Time to change the subject. “What do you think about some medical experts’ assertion that troop and transport ships are to blame for the outbreak of Spanish influenza?”

“What do I think? As far as I can see, we are damned if we
do or damned if we don’t. If we don’t have a million American
troops at Argonne, we are not going home right now.” He speaks

____234 Gwendolyn Hoff

about an enemy more invisible than the submarine. “I would avoid
interviewing the crew. Keep you distance if you do.”

“Good advice.

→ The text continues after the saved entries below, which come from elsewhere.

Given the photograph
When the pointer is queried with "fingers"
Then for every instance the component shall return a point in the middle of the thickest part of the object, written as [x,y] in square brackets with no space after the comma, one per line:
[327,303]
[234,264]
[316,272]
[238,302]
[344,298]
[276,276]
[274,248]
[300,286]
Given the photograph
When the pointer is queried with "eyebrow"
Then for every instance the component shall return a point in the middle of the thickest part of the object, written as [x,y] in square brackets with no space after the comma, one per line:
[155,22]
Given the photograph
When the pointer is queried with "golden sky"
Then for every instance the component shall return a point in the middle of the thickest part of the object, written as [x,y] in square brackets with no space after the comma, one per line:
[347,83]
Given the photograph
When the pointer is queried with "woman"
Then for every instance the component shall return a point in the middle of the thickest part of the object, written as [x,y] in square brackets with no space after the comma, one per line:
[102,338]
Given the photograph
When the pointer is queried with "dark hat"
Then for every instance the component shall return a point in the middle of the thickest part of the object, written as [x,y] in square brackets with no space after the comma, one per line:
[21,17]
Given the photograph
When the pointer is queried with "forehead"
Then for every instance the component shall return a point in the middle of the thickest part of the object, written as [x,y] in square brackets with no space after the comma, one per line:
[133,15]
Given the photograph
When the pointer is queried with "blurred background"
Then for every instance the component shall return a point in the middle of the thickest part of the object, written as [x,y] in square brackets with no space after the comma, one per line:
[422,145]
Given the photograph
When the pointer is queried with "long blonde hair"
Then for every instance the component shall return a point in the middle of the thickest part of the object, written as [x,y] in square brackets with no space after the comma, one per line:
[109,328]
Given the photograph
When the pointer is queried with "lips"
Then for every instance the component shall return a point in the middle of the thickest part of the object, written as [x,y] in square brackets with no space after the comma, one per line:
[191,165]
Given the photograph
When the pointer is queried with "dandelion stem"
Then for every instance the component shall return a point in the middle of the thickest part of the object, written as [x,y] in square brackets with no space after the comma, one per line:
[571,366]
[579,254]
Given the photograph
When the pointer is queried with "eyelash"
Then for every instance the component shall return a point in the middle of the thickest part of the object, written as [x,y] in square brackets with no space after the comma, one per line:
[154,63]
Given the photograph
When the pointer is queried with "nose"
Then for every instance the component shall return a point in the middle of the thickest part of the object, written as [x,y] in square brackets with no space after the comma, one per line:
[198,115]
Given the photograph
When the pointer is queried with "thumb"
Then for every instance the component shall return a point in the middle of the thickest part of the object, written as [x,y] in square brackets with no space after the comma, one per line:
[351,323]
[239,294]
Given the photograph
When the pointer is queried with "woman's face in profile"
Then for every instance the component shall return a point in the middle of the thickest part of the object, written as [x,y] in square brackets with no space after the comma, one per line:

I hear that it kills a person in one day; that’s pretty
scary.”

“We have twenty sailors in sick bay, as we speak. I’m told they
are bad off.” He takes off his cap, running his hands through his
graying hair. “And we are only a day out to sea.”

“It would be a good idea to confine everyone to their deck, to
keep mixing to a minimum,” Harv suggests.

“Did you hear that crewman?” he speaks to the helmsman. “Make
an announcement over the loudspeaker. Everyone is to be confined
to their deck and avoid physical contact with each other. We will
figure what to do about the mess hall later.

“Do you have an idea on how to handle the mess hall, to feed
200 men, scattered all over this boat?” All suggestions would be
welcomed.

“Are there any crewmen who have successfully recovered from
the influenza?”

“Two, I believe, but I don’t think they want to get sick again.”

“That is the idea. They can’t.” Rear Admiral Sims looks at Harv
like he has lost his mind. “No really, we did an article on disease
specialists and one of the things they were working on was figuring
out, why once a parson has contracted an illness that they seem to be
immune from getting sick from that same disease.”

“I see, so they can mingle with the crew!” He gets it. “You would make a great officer, Pearson.”

“I am a little too old to join the Navy.”

“That may be true, but I lost my First Officer to the sickness and I
am hereby appointing you second in command.”

“I’m not very fond of uniforms, no offence intended.”

“Since we are going to spend the next eight days on the bridge, I
am going to need your help, if you are wearing a uniform or not.”